Residents of Florida can breathe a sigh of relief after the National Oceanic and Atmospheric Administration predicted minimal storm activity for the rest of Atlantic hurricane season. While there will be storms formed in the coming months, the service tasked with overseeing storm activity in the Atlantic predicts a 60% chance of a below average season. The chances for an above average season have fallen to 10% likelihood.
After hurricane season in 2017 saw several storms cause significant damage in the Caribbean and mainland America, the news for a below average season is very much welcome. Hurricane Harvey and Hurricane Irma caused widespread devastation, leaving the total damage estimate for the season at more than $282 billion.
Despite the news for a lesser season, Gerry Bell, the lead hurricane forecaster at the NOAA, still urges those in high-risk areas like Florida or along the Gulf Coast not to let their guard down just yet.
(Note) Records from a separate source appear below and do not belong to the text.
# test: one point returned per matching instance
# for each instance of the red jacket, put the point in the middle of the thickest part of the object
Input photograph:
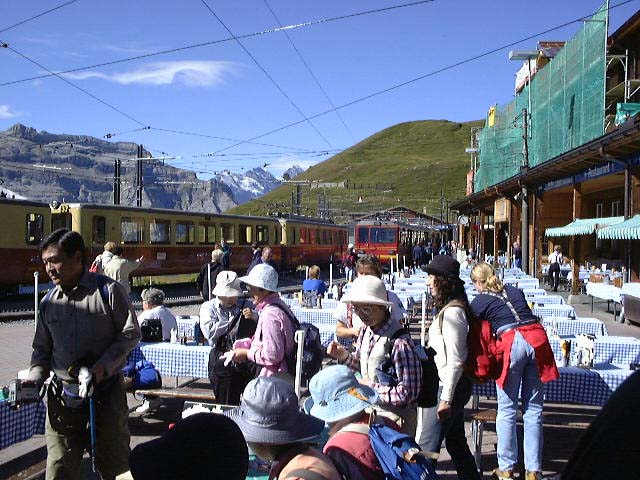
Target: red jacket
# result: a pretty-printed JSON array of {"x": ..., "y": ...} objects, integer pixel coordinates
[{"x": 535, "y": 336}]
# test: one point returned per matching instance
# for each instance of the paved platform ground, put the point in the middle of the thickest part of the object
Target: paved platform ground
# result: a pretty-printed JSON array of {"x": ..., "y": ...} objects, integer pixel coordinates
[{"x": 569, "y": 421}]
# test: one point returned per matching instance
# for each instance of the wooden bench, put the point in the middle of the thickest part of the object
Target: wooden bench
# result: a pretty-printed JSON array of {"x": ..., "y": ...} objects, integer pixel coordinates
[{"x": 480, "y": 417}]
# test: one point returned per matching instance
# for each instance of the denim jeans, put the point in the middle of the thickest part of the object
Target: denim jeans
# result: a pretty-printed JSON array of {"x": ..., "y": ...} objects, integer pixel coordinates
[
  {"x": 522, "y": 371},
  {"x": 451, "y": 430}
]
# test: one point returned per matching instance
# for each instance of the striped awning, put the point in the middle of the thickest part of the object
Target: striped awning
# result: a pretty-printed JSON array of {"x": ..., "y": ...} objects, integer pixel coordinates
[
  {"x": 627, "y": 230},
  {"x": 582, "y": 226}
]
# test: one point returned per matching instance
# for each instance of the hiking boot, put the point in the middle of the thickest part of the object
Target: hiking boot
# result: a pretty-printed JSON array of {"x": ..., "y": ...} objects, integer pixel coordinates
[{"x": 503, "y": 473}]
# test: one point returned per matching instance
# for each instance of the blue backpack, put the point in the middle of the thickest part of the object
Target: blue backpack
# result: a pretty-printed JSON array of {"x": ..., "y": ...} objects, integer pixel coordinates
[{"x": 399, "y": 455}]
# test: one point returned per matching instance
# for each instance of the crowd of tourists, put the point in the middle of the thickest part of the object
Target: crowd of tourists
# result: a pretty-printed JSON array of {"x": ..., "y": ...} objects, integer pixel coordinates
[{"x": 371, "y": 388}]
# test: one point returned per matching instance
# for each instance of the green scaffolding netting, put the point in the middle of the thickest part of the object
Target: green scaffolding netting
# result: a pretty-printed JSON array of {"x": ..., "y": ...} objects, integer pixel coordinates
[{"x": 567, "y": 108}]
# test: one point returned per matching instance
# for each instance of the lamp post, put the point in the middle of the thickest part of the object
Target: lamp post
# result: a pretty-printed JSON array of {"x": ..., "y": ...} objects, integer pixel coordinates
[{"x": 527, "y": 55}]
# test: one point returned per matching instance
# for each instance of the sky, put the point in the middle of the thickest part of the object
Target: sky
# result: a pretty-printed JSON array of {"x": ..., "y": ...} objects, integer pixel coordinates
[{"x": 270, "y": 97}]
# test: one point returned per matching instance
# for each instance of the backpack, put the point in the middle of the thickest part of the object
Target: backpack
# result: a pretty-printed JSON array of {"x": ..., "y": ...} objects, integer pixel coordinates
[
  {"x": 103, "y": 287},
  {"x": 430, "y": 381},
  {"x": 399, "y": 455},
  {"x": 151, "y": 330},
  {"x": 312, "y": 352},
  {"x": 485, "y": 358},
  {"x": 141, "y": 375}
]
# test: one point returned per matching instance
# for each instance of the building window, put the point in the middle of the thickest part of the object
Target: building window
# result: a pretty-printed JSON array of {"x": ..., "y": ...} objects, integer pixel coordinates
[
  {"x": 184, "y": 232},
  {"x": 616, "y": 211},
  {"x": 35, "y": 228},
  {"x": 160, "y": 231},
  {"x": 244, "y": 232},
  {"x": 207, "y": 233},
  {"x": 98, "y": 229},
  {"x": 262, "y": 234},
  {"x": 227, "y": 231},
  {"x": 599, "y": 210},
  {"x": 132, "y": 230}
]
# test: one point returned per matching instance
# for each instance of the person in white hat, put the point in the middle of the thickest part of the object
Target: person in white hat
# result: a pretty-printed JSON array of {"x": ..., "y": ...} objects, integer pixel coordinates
[
  {"x": 273, "y": 344},
  {"x": 382, "y": 344},
  {"x": 223, "y": 321},
  {"x": 217, "y": 314},
  {"x": 349, "y": 262}
]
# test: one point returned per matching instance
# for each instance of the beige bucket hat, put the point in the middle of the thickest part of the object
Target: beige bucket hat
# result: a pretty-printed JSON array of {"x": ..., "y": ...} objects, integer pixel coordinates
[{"x": 367, "y": 289}]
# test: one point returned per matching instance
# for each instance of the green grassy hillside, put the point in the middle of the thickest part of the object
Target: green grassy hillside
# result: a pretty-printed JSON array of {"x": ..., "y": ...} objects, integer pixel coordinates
[{"x": 407, "y": 164}]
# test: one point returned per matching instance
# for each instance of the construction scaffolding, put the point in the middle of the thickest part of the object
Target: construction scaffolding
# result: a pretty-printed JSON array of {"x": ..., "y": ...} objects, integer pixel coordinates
[{"x": 564, "y": 109}]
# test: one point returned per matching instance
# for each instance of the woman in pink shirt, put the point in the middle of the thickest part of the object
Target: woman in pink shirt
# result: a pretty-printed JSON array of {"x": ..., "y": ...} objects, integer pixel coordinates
[{"x": 273, "y": 343}]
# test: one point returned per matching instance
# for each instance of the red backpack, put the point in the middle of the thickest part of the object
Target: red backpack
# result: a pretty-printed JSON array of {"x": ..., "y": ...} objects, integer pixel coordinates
[{"x": 484, "y": 361}]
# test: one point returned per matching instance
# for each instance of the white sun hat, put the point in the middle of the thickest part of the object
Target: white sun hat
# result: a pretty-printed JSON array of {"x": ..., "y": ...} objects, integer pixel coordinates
[
  {"x": 227, "y": 285},
  {"x": 262, "y": 276},
  {"x": 367, "y": 289}
]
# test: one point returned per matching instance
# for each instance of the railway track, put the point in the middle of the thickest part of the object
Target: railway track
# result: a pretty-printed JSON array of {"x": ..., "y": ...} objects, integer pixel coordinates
[{"x": 22, "y": 308}]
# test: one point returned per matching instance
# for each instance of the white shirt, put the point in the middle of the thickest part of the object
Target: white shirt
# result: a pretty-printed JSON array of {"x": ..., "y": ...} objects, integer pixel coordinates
[
  {"x": 165, "y": 316},
  {"x": 450, "y": 344},
  {"x": 215, "y": 319},
  {"x": 555, "y": 257}
]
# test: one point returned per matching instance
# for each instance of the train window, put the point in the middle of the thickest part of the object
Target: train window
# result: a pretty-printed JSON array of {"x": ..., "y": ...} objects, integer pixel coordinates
[
  {"x": 98, "y": 229},
  {"x": 206, "y": 233},
  {"x": 383, "y": 235},
  {"x": 132, "y": 230},
  {"x": 228, "y": 232},
  {"x": 60, "y": 220},
  {"x": 35, "y": 228},
  {"x": 184, "y": 232},
  {"x": 160, "y": 231},
  {"x": 363, "y": 234},
  {"x": 244, "y": 232},
  {"x": 262, "y": 234}
]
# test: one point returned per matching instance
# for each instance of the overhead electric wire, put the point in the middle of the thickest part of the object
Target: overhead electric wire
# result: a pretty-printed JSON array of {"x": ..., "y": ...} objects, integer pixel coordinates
[
  {"x": 306, "y": 65},
  {"x": 268, "y": 75},
  {"x": 37, "y": 16},
  {"x": 75, "y": 86},
  {"x": 426, "y": 75},
  {"x": 214, "y": 42}
]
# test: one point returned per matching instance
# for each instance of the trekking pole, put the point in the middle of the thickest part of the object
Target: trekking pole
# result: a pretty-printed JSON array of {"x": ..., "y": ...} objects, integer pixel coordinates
[
  {"x": 299, "y": 337},
  {"x": 92, "y": 426}
]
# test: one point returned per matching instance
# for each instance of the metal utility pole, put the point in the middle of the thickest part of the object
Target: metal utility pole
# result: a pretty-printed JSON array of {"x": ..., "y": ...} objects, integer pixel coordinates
[
  {"x": 116, "y": 181},
  {"x": 139, "y": 180},
  {"x": 524, "y": 213}
]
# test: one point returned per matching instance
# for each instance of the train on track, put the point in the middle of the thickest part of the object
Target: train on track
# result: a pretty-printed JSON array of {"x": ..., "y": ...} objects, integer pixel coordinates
[
  {"x": 396, "y": 239},
  {"x": 172, "y": 242}
]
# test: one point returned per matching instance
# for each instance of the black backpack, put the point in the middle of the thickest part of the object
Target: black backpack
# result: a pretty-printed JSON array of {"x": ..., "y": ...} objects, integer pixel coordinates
[{"x": 312, "y": 352}]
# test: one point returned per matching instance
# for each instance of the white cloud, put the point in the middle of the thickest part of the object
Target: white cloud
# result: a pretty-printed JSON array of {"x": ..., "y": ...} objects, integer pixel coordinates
[
  {"x": 6, "y": 112},
  {"x": 278, "y": 167},
  {"x": 190, "y": 73}
]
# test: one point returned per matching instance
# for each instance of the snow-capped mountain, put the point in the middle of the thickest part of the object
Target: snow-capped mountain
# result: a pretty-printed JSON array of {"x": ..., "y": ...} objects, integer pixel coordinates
[{"x": 252, "y": 184}]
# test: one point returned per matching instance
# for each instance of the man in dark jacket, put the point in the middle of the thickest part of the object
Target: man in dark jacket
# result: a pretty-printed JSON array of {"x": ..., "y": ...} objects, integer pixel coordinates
[{"x": 206, "y": 281}]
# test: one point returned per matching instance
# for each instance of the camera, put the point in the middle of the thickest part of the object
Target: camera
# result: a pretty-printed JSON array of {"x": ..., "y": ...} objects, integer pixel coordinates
[{"x": 22, "y": 391}]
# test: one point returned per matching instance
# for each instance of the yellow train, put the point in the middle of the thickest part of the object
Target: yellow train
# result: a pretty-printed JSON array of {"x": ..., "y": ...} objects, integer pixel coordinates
[{"x": 172, "y": 242}]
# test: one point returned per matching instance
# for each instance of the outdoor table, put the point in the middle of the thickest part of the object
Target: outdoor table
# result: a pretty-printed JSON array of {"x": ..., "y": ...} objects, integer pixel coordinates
[
  {"x": 21, "y": 424},
  {"x": 609, "y": 349},
  {"x": 566, "y": 311},
  {"x": 546, "y": 299},
  {"x": 574, "y": 326},
  {"x": 174, "y": 359},
  {"x": 576, "y": 385}
]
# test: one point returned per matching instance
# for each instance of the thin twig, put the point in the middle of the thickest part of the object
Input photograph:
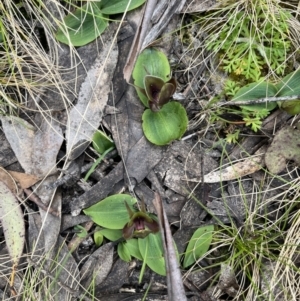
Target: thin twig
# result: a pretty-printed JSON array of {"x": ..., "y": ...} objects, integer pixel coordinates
[
  {"x": 34, "y": 198},
  {"x": 258, "y": 101}
]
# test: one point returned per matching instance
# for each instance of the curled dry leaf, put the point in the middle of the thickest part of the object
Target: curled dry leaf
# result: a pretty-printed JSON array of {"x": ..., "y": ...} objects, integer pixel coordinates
[
  {"x": 12, "y": 222},
  {"x": 35, "y": 149},
  {"x": 285, "y": 146},
  {"x": 25, "y": 180},
  {"x": 8, "y": 180},
  {"x": 86, "y": 115},
  {"x": 237, "y": 170}
]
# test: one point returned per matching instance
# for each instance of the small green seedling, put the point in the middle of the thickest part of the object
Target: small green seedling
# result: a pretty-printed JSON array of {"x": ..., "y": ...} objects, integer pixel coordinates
[
  {"x": 81, "y": 231},
  {"x": 288, "y": 86},
  {"x": 164, "y": 121},
  {"x": 140, "y": 224},
  {"x": 198, "y": 245},
  {"x": 103, "y": 145},
  {"x": 89, "y": 21},
  {"x": 139, "y": 229}
]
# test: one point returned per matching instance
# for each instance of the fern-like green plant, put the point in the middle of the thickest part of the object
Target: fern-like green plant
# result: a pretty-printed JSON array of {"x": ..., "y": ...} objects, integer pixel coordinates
[{"x": 253, "y": 41}]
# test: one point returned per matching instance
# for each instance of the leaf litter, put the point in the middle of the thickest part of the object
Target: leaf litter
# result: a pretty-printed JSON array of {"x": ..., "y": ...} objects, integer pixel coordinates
[{"x": 193, "y": 193}]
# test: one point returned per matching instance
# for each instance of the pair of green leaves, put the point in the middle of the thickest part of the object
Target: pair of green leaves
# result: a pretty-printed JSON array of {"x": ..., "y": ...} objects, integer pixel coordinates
[
  {"x": 157, "y": 91},
  {"x": 140, "y": 229},
  {"x": 89, "y": 21},
  {"x": 164, "y": 121},
  {"x": 287, "y": 87},
  {"x": 118, "y": 217}
]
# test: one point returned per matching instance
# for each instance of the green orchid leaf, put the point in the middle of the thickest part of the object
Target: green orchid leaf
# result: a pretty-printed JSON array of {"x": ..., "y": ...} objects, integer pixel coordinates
[
  {"x": 151, "y": 250},
  {"x": 289, "y": 86},
  {"x": 166, "y": 125},
  {"x": 140, "y": 224},
  {"x": 198, "y": 245},
  {"x": 111, "y": 7},
  {"x": 83, "y": 26},
  {"x": 151, "y": 62},
  {"x": 82, "y": 232},
  {"x": 101, "y": 142},
  {"x": 256, "y": 91},
  {"x": 111, "y": 234},
  {"x": 124, "y": 252},
  {"x": 98, "y": 238},
  {"x": 111, "y": 213},
  {"x": 158, "y": 92},
  {"x": 133, "y": 248}
]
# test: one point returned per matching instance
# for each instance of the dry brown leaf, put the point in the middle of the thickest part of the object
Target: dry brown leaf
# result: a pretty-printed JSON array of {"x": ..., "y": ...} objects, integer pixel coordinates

“There are still more storms to come—the hurricane season is far from being over. We urge continued preparedness and vigilance” he said.
The NOAA prediction stems from a number of factors like ocean water temperature and the charting of relevant weather patterns such as El Nino.
Good News for the Cruise Industry
Cruise lines schedule their ships for sailing all year round, including hurricane season. Advanced weather radar technology means that cruise ships are well equipped to not only spot foul-weather on the horizon, but move out of the way of it quickly and safely.
It’s not a huge inconvenience for cruise ships to alter their itineraries to avoid a hurricane, but a weak hurricane season is still a blessing for cruise lines, ships and employees looking for smooth sailing and full ships. Hurricane season cruises are often a chance to score a great vacation at cheaper prices as the threat of a storm tends to drive down cruise popularity. Now that the hurricane season is winding down before it even started, cruisers should grab their bags and take a vacation!